While GPT models can generate contextually relevant and coherent responses based on their training, they do not possess up-to-date knowledge or awareness of current events. Their responses are primarily based on patterns, associations, and statistical regularities present in the text they were trained on, rather than an explicit representation of the world.
It's important to note that GPT models can occasionally generate plausible-sounding but inaccurate or misleading information, especially when prompted with questions or topics beyond the scope of their training data. Therefore, it's always advisable to verify information from reliable sources when seeking accurate and up-to-date information about the world."
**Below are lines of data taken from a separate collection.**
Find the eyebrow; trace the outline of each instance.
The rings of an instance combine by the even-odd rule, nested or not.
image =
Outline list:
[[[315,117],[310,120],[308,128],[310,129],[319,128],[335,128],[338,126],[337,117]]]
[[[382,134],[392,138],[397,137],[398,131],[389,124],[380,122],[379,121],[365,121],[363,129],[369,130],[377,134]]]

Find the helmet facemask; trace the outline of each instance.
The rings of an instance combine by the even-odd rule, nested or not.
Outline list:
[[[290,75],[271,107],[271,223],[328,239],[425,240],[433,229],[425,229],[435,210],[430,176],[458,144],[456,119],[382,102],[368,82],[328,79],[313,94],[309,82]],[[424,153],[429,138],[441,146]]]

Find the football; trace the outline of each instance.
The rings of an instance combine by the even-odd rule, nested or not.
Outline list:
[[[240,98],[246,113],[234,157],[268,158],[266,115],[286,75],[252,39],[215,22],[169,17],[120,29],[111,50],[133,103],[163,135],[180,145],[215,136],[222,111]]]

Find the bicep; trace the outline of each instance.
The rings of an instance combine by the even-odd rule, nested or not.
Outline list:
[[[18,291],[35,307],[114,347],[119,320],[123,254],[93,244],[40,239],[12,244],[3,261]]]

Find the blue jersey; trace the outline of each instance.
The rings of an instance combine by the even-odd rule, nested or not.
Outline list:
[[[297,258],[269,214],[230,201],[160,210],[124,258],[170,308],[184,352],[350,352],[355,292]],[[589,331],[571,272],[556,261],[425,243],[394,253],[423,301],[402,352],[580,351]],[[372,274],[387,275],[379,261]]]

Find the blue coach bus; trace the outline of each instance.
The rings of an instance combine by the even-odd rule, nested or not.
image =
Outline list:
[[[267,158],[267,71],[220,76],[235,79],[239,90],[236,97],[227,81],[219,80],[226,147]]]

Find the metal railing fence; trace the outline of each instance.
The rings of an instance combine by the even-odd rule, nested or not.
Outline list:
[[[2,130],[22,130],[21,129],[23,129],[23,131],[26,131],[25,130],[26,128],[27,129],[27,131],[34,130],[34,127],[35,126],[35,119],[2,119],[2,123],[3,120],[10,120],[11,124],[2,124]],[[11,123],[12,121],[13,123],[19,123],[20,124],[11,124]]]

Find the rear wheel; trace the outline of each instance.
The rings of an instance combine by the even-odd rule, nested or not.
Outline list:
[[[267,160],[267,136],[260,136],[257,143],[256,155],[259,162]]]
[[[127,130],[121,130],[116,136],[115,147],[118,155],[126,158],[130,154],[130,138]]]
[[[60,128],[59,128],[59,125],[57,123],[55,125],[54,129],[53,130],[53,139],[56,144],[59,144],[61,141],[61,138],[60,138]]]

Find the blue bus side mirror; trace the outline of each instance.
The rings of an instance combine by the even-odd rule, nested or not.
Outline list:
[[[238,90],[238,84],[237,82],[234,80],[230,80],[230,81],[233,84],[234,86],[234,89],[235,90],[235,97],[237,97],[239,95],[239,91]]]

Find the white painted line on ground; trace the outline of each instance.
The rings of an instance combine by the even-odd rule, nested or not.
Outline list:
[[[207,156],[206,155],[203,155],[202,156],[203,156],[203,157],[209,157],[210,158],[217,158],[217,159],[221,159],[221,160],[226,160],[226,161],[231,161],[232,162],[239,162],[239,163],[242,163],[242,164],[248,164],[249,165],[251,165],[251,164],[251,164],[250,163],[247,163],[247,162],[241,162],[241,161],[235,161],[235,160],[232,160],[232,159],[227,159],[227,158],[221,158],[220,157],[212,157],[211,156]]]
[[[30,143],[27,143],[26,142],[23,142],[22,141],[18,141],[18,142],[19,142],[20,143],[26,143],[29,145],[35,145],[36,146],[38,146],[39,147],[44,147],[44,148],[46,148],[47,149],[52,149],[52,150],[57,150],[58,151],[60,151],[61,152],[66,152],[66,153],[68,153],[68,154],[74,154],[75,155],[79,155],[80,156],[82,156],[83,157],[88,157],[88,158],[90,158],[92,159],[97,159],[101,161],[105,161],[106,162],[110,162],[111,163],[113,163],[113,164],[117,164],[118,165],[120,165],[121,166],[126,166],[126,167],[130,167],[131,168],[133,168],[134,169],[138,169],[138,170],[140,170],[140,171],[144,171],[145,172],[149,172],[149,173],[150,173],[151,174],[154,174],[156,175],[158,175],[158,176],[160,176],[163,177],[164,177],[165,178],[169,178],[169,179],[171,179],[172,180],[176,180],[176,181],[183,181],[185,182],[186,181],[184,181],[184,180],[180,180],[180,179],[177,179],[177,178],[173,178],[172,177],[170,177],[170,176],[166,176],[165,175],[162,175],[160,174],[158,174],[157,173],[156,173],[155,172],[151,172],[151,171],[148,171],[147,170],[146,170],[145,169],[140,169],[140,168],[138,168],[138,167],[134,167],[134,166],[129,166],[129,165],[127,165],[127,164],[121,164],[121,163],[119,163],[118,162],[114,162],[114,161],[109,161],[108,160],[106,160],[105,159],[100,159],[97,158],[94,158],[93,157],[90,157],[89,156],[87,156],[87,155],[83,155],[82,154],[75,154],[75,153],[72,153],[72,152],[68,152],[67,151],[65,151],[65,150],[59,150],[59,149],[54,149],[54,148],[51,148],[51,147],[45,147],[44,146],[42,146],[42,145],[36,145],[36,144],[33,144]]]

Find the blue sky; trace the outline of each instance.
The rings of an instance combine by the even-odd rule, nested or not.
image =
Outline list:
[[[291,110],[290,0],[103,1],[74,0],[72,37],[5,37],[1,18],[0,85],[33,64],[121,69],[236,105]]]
When I asked it "Does a large language model infer an understanding of a topic?", it gave this output:
"A large language model, such as ChatGPT, can exhibit the appearance of understanding a topic due to its ability to generate coherent and contextually relevant responses. It can make inferences based on patterns and associations learned from its training data, which allows it to generate text that appears knowledgeable about a particular subject.
However, it's crucial to understand that this understanding is derived solely from statistical patterns present in the training data, and the model does not possess true comprehension or conceptual understanding like humans do. The model does not have access to real-world experiences, common sense, or the ability to reason in the same way as humans.
The responses generated by a language model should be interpreted as a combination of learned patterns and statistical associations rather than as genuine understanding. The model lacks the ability to deeply grasp the meaning, implications, or nuances of a topic beyond what it has learned from the text it was trained on. Therefore, it's essential to approach the responses generated by a language model critically and corroborate information from reliable sources when necessary."